Posted on February 18, 2013



Gun control has become one of the preeminent battles of 2013.

Across the country, Americans are debating the effectiveness of President Obama’s gun-control proposals. Commentators on the left argue that semiautomatic weapons and high capacity magazines aren’t necessary for home defense or hunting.

On the right, the president’s critics say limiting guns won’t end violence, and they point out that no matter what laws Congress passes, criminals will still find ways to be well armed. The proposed legislation in states and Congress, they contend, simply would put law-abiding citizens at a disadvantage.

Both sides are missing the larger question in this debate: Where does Congress or the states derive the power to prohibit ownership or manufacture of certain weapons or magazines.

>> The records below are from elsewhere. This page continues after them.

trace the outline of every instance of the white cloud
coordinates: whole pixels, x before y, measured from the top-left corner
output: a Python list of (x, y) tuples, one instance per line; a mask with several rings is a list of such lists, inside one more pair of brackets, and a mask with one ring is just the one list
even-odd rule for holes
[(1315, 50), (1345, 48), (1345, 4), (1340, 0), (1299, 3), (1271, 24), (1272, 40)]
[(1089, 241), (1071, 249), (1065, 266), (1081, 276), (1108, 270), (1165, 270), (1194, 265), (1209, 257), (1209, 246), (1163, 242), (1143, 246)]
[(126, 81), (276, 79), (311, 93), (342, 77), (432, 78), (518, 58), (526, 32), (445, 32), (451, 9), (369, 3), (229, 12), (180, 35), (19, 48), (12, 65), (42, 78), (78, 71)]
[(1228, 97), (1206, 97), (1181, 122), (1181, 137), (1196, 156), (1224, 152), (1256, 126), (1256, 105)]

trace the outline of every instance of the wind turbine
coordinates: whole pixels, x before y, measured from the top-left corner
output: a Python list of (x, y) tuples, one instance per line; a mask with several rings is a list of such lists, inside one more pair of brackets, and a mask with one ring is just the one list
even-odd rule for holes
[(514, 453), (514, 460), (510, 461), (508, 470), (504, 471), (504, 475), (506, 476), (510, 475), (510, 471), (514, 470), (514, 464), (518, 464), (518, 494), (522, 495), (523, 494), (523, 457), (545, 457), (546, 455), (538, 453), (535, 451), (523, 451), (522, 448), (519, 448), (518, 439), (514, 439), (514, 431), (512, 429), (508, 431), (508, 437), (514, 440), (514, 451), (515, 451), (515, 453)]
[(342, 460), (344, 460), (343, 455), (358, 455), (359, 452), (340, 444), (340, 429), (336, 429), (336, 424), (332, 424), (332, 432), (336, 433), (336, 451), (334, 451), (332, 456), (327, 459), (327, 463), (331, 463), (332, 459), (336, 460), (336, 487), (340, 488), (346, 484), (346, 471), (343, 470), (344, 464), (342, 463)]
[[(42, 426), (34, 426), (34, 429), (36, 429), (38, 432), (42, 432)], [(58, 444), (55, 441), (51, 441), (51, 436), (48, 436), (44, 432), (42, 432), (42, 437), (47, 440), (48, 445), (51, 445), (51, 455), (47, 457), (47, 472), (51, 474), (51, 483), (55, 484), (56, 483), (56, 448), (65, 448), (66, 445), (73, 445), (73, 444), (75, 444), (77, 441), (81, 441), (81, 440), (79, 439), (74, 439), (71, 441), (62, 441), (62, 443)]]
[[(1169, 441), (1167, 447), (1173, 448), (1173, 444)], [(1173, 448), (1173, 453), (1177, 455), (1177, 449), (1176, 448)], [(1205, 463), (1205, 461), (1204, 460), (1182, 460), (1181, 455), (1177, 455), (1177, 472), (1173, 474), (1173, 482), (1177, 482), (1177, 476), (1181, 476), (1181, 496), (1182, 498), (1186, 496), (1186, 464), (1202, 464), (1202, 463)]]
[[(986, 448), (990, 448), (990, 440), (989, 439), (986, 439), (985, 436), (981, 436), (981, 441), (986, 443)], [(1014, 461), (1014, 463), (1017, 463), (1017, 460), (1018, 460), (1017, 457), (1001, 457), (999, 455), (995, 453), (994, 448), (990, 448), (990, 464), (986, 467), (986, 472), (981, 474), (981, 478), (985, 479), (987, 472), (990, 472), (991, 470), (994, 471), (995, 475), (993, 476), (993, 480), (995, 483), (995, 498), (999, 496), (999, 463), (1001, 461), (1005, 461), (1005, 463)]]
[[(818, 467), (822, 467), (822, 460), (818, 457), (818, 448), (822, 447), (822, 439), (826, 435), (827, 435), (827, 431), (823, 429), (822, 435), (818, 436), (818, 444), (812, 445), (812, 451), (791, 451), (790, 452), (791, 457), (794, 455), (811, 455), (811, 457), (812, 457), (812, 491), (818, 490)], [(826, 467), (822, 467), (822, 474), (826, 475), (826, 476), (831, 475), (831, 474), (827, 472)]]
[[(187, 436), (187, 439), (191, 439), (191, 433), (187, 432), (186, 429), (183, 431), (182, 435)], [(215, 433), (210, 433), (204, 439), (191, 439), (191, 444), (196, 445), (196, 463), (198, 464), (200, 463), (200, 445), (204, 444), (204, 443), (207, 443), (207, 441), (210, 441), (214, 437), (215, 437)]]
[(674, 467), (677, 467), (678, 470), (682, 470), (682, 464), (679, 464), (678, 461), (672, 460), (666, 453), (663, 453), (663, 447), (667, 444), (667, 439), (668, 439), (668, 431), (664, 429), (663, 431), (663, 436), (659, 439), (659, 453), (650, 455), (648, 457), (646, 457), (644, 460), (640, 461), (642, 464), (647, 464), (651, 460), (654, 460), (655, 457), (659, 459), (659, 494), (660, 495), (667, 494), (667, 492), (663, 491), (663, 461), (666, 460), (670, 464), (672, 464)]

It seems many gun-rights advocates and opponents have forgotten there basic civics in assuming that Congress or a state can act as long as 51 percent of the members agree.

The U.S. Supreme Court has consistently upheld the individuals right to bear arms over several decades and court cases.

Such history lessons are usually dismissed by modern politicians, and they pay little attention to the Second Amendment of the U.S. Constitution.

Unfortunately, many lawmakers are now bent on enacting state and national gun-control laws, and too many of their opponents are debating the merits of these proposed laws when they should be questioning their constitutionality.

They will continue to do so unless the American public asks them the fundamental questions about the source of their authority and demand a reasoned response.

Otherwise, enacted gun-control laws will be brought before the U.S. Supreme Court.